While reading this article(which is actually a critique of another article) at CBMW’s website, I was happy to see a complementarian recognize the current tendencey for some Christians to idolize marriage and marginalize singles, and to acknowledge that women’s need and desire to study the deep theological themes of Scripture rather than only the themes that allude to homemaking and motherhood, has grown.
I must comment on the one little part that stood out to me, and not in a positive way(there are other good and bad points in the post, but I won’t get into them here). The belief that women who do not embrace homemaking as a career are selfish, prideful money-hoarders appears to be alive and well among some complementarians. Strachan implies this idea here(bold mine) ~
~”I would note that we don’t want to pit careful attention to homemaking, for example, against pondering the extracalvinisticum. Older women are called to mentor younger women, which clearly calls for biblically-fueled discipleship that will involve both doctrine and the application of doctrine (Titus 2:3-5). With many, I am grateful that the complementarian movement has seen several exemplary resources on godly motherhood and homemaking pop up in the last decade or so. May their number only proliferate. Everywhere women are being encouraged to “lean in” and leave their kids and homes, and yet there are many, many Christian women who have not bowed the knee to Facebook (sorry, Sheryl Sandberg).
Praise God for this, for the scores of intelligent, gifted, creative, well-trained, deeply thoughtful women in our churches who have embraced the scriptural call to the domestic arts. (Our culture foolishly construes “value” in terms of money and career. Did we learn nothing from the spectacular crash of Marxist thought in the twentieth-century? But I digress.)”
Here we have yet another complementarian mistaking women’s desire for a meaningful career with the sinful desire for money. There are so many problems with this view. For one thing, are all women who work really doing it so they can make more money and therefore accumulate frivolous material wealth? Is the prevailing belief in our culture that both husbands and wives should both work so they can buy more and more stuff? Yes, there are people like this in our society, no doubt about that. But from my view, most folks I know are just trying to keep their heads above water and pay their bills. And yes, they’d like a little enjoyment out of life, too(like the ability to get pizza for dinner now and then, not buy a Corvette or anything like that). Many people today can’t survive on one income, really. Many, many women work because they need the money, not because they’re bowing to culture.
There’s another aspect this author ignores; Christian women want to do meaningful things in their lives, and that doesn’t always include the “domestic arts”. Whether it’s volunteering, writing, painting, or working for wages, women crave meaningful work. Many women don’t enjoy the “domestic arts”, and they find themselves depressed and floundering as homemakers, wondering how they can be used in other ways. Exploring these feelings of depression and emptiness doesn’t mean they’re neglecting their home and children any more than the men who work to provide for their families are neglecting their families.
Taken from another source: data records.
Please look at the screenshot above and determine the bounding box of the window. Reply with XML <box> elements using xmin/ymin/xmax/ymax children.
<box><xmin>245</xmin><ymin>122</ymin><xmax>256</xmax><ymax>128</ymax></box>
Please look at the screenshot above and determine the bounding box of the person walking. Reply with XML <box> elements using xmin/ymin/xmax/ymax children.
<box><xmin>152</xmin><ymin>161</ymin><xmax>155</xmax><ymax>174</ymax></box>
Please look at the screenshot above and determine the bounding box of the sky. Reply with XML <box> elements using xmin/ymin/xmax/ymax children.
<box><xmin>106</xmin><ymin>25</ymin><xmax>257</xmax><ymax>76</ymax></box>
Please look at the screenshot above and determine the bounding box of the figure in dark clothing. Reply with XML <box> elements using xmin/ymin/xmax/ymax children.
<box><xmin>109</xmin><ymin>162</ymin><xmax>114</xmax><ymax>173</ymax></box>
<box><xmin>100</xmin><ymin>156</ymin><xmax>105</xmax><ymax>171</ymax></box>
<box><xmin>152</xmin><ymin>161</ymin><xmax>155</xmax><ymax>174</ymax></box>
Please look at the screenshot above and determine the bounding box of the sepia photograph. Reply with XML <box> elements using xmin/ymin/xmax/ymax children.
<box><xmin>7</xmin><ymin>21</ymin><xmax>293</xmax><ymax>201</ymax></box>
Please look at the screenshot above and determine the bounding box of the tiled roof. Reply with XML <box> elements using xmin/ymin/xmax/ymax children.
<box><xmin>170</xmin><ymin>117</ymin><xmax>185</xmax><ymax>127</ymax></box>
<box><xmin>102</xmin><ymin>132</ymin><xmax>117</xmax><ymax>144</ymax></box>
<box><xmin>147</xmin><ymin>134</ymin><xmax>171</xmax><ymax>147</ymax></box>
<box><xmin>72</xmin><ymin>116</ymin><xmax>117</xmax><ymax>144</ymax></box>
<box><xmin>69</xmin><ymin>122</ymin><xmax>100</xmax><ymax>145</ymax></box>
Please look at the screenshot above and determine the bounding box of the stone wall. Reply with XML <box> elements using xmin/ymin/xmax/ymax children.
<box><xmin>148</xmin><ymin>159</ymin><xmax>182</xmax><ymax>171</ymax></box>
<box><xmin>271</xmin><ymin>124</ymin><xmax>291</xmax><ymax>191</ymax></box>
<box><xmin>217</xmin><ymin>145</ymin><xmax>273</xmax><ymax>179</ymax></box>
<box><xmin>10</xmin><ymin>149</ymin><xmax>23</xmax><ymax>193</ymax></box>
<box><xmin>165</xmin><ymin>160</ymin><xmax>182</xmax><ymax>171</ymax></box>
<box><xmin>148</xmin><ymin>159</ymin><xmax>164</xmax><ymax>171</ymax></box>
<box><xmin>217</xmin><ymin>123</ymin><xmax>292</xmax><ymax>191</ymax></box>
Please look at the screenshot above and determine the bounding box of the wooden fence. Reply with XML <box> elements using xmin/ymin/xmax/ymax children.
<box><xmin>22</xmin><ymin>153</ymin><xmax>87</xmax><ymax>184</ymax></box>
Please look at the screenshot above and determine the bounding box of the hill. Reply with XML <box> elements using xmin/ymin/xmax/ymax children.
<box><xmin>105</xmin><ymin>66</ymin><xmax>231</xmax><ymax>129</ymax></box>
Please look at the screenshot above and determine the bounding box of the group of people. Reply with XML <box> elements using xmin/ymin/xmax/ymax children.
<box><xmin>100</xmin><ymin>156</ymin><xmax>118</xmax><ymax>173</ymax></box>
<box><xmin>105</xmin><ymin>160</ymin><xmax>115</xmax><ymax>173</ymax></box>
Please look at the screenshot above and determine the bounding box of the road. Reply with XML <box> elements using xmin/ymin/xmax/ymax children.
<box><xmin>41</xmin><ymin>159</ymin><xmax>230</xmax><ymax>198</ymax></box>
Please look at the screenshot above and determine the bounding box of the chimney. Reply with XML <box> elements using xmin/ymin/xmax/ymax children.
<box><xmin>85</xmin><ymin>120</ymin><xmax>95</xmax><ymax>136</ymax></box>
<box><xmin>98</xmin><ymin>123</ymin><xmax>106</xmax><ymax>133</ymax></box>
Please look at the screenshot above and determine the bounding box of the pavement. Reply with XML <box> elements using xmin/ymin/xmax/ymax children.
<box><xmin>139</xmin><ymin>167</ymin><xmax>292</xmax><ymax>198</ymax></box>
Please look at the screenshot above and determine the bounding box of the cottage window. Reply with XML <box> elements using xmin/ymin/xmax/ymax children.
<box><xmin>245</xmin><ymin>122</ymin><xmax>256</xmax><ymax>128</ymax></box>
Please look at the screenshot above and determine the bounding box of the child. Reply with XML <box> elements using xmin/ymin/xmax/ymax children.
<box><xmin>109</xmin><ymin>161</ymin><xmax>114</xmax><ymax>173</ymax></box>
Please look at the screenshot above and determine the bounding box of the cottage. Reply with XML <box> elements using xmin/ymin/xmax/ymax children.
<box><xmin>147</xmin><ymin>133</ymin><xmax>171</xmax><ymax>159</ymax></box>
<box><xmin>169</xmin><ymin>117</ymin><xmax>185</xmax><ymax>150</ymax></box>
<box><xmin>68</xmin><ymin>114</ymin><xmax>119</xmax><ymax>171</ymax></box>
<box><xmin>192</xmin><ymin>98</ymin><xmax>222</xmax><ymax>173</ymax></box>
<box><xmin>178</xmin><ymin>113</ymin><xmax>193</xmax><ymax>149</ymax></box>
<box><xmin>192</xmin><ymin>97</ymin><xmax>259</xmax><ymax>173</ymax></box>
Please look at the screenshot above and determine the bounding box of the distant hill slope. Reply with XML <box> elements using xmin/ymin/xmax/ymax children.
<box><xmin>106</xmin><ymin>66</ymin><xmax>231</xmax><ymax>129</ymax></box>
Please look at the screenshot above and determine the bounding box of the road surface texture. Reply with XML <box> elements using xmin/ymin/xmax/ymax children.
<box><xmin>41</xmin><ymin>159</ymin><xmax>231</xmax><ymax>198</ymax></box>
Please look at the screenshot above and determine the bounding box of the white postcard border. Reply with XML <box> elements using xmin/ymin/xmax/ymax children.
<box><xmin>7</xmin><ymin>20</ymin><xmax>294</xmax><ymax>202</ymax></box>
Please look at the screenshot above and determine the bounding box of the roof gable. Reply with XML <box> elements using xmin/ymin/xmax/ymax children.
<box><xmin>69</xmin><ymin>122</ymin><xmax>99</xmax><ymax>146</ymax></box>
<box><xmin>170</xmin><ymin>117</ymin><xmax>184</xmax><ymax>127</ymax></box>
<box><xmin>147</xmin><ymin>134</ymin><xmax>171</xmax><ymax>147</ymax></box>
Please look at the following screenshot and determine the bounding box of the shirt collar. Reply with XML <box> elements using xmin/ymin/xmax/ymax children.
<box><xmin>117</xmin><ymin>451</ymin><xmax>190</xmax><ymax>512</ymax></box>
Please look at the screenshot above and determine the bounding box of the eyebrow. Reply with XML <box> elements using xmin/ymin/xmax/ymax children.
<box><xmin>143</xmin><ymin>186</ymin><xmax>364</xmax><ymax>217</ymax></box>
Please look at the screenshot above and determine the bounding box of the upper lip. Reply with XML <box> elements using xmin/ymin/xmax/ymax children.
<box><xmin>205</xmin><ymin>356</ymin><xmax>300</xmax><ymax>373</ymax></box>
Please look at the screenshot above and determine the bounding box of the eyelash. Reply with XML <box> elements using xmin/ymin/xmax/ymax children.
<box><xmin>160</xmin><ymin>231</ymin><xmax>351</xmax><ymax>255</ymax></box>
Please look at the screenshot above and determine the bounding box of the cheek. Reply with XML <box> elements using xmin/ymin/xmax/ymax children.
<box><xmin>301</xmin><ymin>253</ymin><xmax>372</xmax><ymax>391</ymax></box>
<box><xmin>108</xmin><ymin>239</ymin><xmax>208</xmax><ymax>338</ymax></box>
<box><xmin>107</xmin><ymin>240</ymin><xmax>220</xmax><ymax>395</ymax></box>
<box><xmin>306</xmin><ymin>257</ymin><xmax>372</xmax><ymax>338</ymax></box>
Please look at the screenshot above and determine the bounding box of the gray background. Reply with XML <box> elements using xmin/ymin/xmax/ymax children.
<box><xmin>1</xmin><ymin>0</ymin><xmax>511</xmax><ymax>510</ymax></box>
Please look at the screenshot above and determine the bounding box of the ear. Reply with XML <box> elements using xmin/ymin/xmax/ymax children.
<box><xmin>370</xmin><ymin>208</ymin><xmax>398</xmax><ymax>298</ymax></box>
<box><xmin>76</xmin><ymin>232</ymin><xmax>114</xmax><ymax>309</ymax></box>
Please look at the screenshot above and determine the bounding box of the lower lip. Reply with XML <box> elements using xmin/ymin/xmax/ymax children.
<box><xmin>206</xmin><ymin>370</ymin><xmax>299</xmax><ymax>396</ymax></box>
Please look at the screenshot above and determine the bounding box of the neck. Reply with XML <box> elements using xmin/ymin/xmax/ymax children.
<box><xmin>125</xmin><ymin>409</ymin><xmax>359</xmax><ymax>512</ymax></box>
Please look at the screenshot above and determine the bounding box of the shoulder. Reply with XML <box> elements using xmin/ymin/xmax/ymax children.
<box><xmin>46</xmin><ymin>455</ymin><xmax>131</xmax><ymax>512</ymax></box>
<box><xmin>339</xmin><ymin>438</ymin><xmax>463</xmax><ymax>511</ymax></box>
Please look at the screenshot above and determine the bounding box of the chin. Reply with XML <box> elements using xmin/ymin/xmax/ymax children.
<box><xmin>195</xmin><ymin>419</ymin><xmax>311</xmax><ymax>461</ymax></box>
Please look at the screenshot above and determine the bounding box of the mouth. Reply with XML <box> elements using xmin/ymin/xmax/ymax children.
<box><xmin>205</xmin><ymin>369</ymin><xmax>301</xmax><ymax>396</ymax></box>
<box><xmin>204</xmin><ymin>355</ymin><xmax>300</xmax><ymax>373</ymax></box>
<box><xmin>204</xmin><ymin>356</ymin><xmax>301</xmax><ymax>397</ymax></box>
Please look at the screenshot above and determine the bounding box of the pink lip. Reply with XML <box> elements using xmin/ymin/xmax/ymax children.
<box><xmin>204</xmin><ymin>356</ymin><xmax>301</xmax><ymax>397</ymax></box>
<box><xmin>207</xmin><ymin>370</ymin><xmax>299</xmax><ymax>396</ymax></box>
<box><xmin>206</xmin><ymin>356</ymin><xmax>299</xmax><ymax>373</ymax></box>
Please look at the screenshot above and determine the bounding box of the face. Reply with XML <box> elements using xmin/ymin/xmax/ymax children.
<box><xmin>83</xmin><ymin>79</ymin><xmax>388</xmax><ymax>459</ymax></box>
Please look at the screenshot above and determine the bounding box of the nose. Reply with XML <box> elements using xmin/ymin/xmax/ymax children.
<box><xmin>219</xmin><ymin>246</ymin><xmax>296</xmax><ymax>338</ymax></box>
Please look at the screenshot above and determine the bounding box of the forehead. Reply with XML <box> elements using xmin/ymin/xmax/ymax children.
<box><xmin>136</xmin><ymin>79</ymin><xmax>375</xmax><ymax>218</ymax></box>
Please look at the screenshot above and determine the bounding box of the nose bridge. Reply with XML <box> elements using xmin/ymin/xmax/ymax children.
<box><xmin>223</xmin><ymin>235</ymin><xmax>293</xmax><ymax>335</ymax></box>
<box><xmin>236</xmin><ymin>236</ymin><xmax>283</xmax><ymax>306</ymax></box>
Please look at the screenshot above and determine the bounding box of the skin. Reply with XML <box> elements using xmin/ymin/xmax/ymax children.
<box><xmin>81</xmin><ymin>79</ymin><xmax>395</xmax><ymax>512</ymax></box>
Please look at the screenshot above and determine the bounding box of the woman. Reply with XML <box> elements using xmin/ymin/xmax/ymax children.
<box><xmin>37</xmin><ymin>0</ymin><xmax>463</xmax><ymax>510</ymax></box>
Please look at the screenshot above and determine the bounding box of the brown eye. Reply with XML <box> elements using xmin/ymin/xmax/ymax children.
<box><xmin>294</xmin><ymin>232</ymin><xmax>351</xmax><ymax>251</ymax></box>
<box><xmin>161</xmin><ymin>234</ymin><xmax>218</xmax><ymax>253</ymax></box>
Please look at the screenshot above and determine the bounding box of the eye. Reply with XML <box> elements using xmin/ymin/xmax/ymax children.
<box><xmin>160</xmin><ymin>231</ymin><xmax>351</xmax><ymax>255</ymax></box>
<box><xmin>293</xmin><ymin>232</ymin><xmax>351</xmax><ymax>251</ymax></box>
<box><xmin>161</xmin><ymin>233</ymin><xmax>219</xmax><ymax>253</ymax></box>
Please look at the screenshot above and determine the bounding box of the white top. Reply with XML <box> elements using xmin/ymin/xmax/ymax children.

By claiming that “embracing the domestic arts” is the scriptural call for all women, and that women who don’t embrace it are “foolish”, Owen Strachan has created a divide. He is pushing Christian women away who don’t fit the mold, women like me who question the “biblical” interpretation that leaves me with one choice(which is really no choice at all) of what to do with my life. Now that I’ve questioned and studied the idea that homemaking might not be the only biblical role for women, it would seem that in Owen Strachan’s eyes I am no longer following Scripture, and that I’m a selfish woman who only wants to feed my pride and my bank account. I realize that complementarians and egalitarians are trying to have an open and loving discussion about gender roles, but it seems to me that Strachan’s attitude here doesn’t leave much room for discussion. It shuts the door in the other camp’s face.
This issue needs to be talked about without folks accusing others of being “unbiblical” or “selfishly valuing money and career” above family. Some women find homemaking unchallenging and empty, or they discover hidden gifts that should be explored. What Strachan says about women who don’t “embrace the domestic arts” isn’t going to help further the discussion; it immediately shuts it down. This attitude pushes women away who are asking legitimate questions about the Bible. It’s time for CBMW to get past this false idea that “real” Christian women pursue homemaking, and that those who don’t are selfish and prideful. Now that we Christian women have been studying the Bible for ourselves, we know better.